I have found my people! I have done this before, my train was Cardiff to Leeds and that is far too long a journey to listen to sniffling.

It was someone with headphones in so I reached across to offer a tissue. They did get off the train st the next stop, and I will never know if that was there stop or if they were just trying to avoid the crazy tisssue woman.

It still seemed like a better option than stabbing though!

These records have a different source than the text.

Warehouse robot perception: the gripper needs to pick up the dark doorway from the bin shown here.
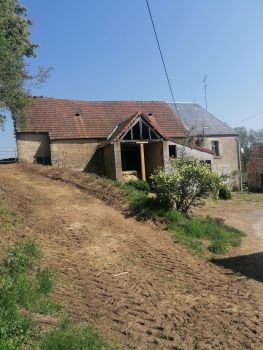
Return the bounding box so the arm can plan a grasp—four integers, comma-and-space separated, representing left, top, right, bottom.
121, 142, 141, 178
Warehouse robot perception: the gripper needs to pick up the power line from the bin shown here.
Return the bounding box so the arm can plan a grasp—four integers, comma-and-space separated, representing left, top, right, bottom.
236, 110, 263, 125
145, 0, 181, 119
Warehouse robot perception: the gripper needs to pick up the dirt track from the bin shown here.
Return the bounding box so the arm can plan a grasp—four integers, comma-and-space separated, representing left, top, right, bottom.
0, 165, 263, 350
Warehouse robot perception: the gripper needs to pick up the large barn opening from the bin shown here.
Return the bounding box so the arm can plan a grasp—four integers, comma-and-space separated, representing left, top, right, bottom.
121, 143, 141, 178
121, 115, 163, 180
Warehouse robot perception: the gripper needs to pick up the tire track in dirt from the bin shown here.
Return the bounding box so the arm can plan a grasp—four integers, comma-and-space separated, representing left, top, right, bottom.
0, 166, 263, 350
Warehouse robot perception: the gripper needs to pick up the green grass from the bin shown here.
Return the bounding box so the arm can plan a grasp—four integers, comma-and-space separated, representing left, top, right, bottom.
232, 192, 263, 204
0, 201, 22, 231
0, 202, 117, 350
0, 241, 116, 350
36, 321, 116, 350
122, 186, 244, 255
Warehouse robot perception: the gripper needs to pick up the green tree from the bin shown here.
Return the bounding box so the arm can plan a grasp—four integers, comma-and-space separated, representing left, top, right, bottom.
0, 0, 37, 126
151, 159, 225, 214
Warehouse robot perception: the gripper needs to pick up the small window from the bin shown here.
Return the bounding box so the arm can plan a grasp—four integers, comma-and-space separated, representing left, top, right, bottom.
169, 145, 177, 158
211, 141, 220, 157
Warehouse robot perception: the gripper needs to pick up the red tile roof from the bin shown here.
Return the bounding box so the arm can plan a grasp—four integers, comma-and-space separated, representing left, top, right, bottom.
247, 143, 263, 174
16, 97, 186, 139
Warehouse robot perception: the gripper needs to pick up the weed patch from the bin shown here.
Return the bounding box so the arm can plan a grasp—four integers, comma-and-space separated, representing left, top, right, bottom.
0, 241, 116, 350
121, 185, 244, 255
36, 321, 116, 350
0, 201, 22, 231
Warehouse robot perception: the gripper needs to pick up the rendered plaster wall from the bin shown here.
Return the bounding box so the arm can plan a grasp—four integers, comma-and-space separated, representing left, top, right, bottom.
103, 145, 116, 180
204, 136, 239, 186
248, 174, 263, 192
16, 133, 50, 163
51, 140, 101, 172
114, 142, 122, 180
164, 141, 214, 170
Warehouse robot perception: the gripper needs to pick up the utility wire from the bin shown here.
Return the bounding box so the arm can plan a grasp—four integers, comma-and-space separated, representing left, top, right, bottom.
145, 0, 181, 119
236, 110, 263, 125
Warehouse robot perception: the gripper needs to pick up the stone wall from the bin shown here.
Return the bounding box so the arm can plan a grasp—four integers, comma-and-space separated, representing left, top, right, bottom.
16, 133, 50, 164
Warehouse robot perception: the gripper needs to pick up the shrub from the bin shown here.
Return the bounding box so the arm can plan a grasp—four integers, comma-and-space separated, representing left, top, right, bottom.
151, 159, 224, 214
218, 186, 231, 200
126, 180, 150, 193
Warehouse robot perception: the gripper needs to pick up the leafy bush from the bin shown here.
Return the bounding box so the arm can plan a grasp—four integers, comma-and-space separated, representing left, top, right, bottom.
218, 186, 231, 200
126, 180, 150, 193
151, 159, 224, 214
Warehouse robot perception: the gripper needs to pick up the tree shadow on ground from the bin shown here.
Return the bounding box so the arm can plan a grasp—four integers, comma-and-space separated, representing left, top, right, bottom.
212, 252, 263, 282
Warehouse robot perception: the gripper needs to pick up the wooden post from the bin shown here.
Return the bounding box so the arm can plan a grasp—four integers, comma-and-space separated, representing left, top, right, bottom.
140, 143, 146, 181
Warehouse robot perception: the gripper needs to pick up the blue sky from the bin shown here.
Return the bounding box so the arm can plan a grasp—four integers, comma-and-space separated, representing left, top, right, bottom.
0, 0, 263, 152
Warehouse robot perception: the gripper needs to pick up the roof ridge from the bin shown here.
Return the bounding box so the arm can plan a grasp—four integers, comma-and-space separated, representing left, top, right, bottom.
33, 96, 167, 104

missyB1 · 02/12/2017 10:13

Oh God I was sitting next to a sniffer/ cougher/ splutterer on the train yesterday. It was making me want to vomit because it sounded like he was about to spit out a load of phlegm! I turned away and kept putting my hand over my face, I've just got over a horrible illness and can't bear the thought of being ill again.

Offer a tissue.

AnUtterIdiot · 02/12/2017 11:36

This reply has been deleted

Message withdrawn at poster's request.

Thetreesareallgone · 02/12/2017 12:32

AnUtterIdiot I don't sniff. Or very rarely. My mum taught me it was rude, and would hand me a hanky if I sniffed. I try not to sniff. I wipe my nose if it runs, blow it if it needs it but I don't sniff as it's gross and is putting all that yuk back up your nose again! One of my children used to sniff a lot and I've trained her out of it.

The child I knew who sniffed, the mum just never told her not to sniff and so it became habitual.

It's not inevitable to sniff, you can choose to do it, like you can choose whether to fart audibly in public, the vast majority of the time it is in your control (and for a few ill people it is not).

Thetreesareallgone · 02/12/2017 12:33

I was also taught never to eat in public, but that's whole other story and not something most people abide by now in the era of fast food and take-away food everywhere!